Standard base calling and sequence composition
The Illumina base caller uses a model-based approach for the conversion of intensity values into bases. The run-specific parameters of this model (so-called cross-talk matrix and phasing/pre-phasing values) are determined from the first few cycles of each read. The cross-talk matrix is typically estimated from cycle 2, phasing and pre-phasing values from the first 20 cycles. This estimate is often incorrect when libraries have an unbalanced base composition in this part of the read. Such unbalanced base composition is common when a restriction site or some tag sequence is present in either the forward or the reverse read (in case of paired-end sequencing). The only read type for which this parameter estimation is not used is the index read. For the index, parameters calculated for the preceding read are applied. Therefore, for at least one lane in each run the base composition should be balanced over the thousands of clusters per tile, or a separate control lane has to be sequenced for estimating these base-calling parameters.
This control lane library is not limited to the commonly used φ × 174 genome; however the choice should be limited to a high complexity shot-gun library from an organism with close to 50% GC content, to account for assumptions in the parameter estimation process [1, 13, 14]. A genomic shot-gun library from most species can be used for this purpose. mRNA sequencing libraries have been suggested as a valid replacement for the control lane, however mRNA libraries (prepared from the standard Illumina-protocol using double strand ligation protocol) show a biased base composition in the first twelve bases of the reads  and are therefore no longer recommended.
Quality control, read spike-in and alternative base callers
In addition to the estimation of base-calling parameters, a control lane also provides useful statistics for sequencing quality. For this purpose the addition of a spike-in φ × 174 sequences in every lane is highly recommended for runs on the Illumina platform, even in cases where a high complexity shot-gun library lane is available for parameter estimation. Given a known high quality control library, the obtained per lane statistics for this library can then be compared, even between different runs. The choice of φ × 174 as a quality control is again arbitrary; however a control sample should have the following features: (1) small genome with no similarity to the actual library sequenced, (2) completely known genome sequence of the exact sample to determine error development and (3) high complexity and balanced base composition to study error patterns. If condition (1) is fulfilled, the spike-in can be performed without the need for multiplex sequencing in order to later separate the control reads from other library molecules. The inclusion of φX spike-in in each lane rather than in a separate control lane is also a vendor-recommended procedure for HiSeq sequencing.
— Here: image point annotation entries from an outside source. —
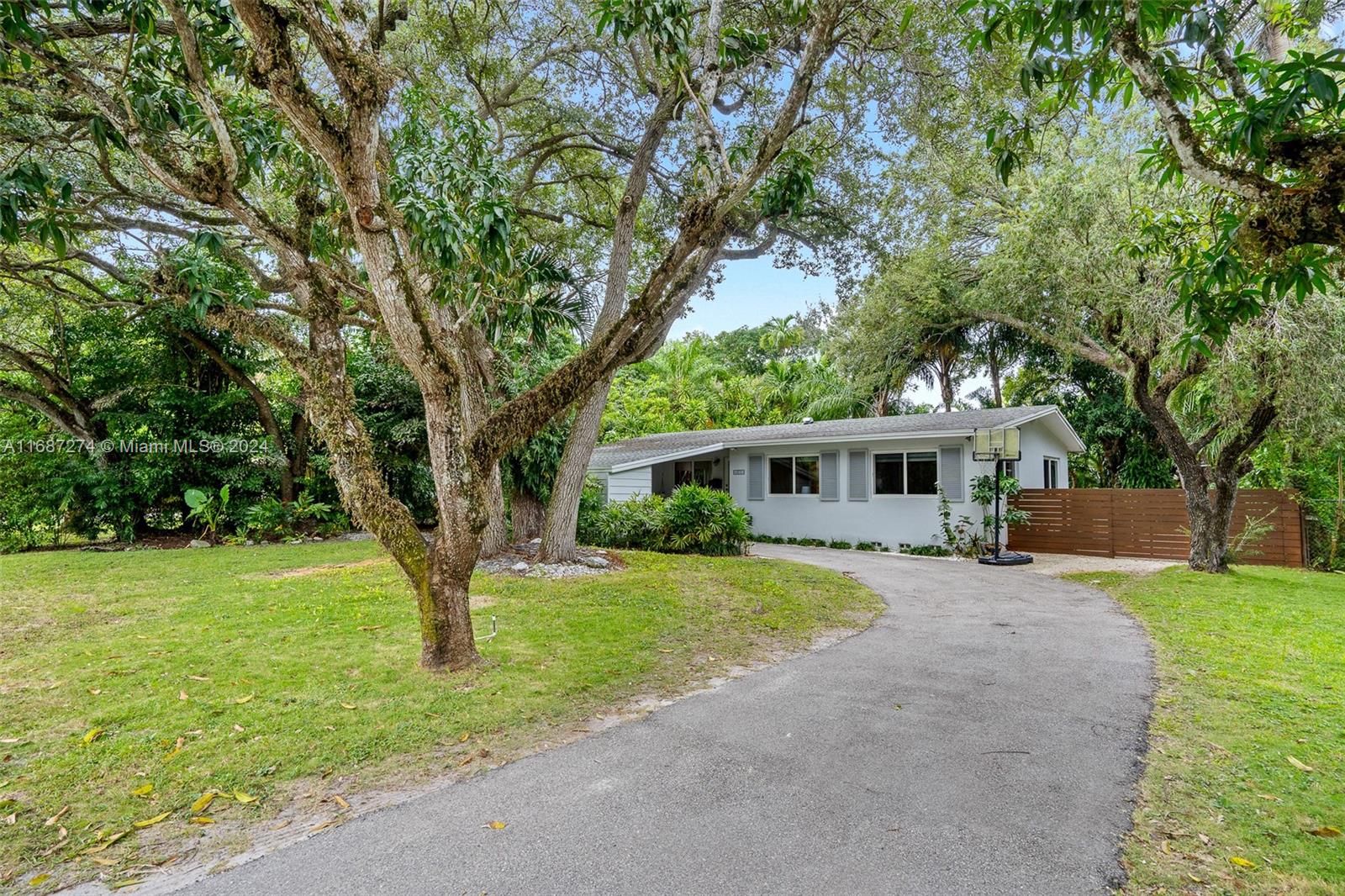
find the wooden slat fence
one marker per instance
(1149, 522)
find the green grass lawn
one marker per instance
(134, 683)
(1244, 788)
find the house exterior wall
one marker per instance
(891, 519)
(1039, 443)
(663, 475)
(629, 483)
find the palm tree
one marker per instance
(686, 369)
(939, 356)
(782, 334)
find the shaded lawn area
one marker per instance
(1251, 697)
(134, 683)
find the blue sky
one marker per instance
(752, 293)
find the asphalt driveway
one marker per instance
(982, 737)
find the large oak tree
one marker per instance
(282, 141)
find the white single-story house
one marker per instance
(872, 479)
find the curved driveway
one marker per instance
(984, 736)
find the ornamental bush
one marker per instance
(693, 521)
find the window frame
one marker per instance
(794, 477)
(905, 472)
(1053, 466)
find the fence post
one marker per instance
(1111, 521)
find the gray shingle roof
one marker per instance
(631, 451)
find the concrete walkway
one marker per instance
(982, 737)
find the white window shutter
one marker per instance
(829, 475)
(950, 472)
(857, 485)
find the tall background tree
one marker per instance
(1247, 100)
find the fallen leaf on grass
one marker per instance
(54, 846)
(1298, 764)
(158, 818)
(107, 842)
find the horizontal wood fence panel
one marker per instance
(1150, 522)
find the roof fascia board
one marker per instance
(659, 459)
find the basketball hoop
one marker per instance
(999, 444)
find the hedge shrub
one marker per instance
(693, 521)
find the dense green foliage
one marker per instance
(746, 377)
(165, 414)
(277, 667)
(1246, 734)
(1248, 108)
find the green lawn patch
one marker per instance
(1244, 788)
(134, 683)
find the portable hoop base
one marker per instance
(999, 445)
A fraction of less than 1% control reads is sufficient for creating these quality statistics for all lanes and even facilitates the use of a reference-based base calling approach, such as AltaCyclic  and Ibis , which increases the base calling accuracy. Despite differences in sequencing chemistry, run parameters and overall run quality, the application of an alternative base caller typically yields a reduction in error rate of about 20% (Additional File 5). When turning off automatic parameter estimation for the Illumina base caller and using default values from runs of comparable sequencing chemistry, this low fraction of control reads in combination with an alternative base caller allows for the omission of a dedicated control lane for libraries with unbalanced base composition.
Frequently projects use sequence data generated on different sequencing platforms, with varying versions of the sequencing chemistry and instrument software, or data produced in different facilities. This creates a need for assuring data quality and consistency. Quality score recalibration based on sample alignments to a reference genome has been identified as one solution to this problem . Currently the most widely applied algorithm is part of BROAD Institute's Genome Analysis Toolkit (GATK) . However, quality score calibration based on alignments with some divergence to the actual sample is problematic, especially if the divergence to the reference varies between samples. This could cause a biased correction of quality scores and fewer SNP calls for the samples with higher divergence (which is why the tool in GATK allows for masking of known SNP positions). If the quality scores calibrated on a reference alignment are used in an inter-species comparison and genome quality or species diversity varies (as is commonly the case), then qualities obtained from such calibrations will have a species bias (i.e. scores will be lower for the species with lower reference genome quality or higher diversity). Therefore, only spike-in control reads should be used for calibration of quality scores (as is implicitly the case for the Ibis base caller ).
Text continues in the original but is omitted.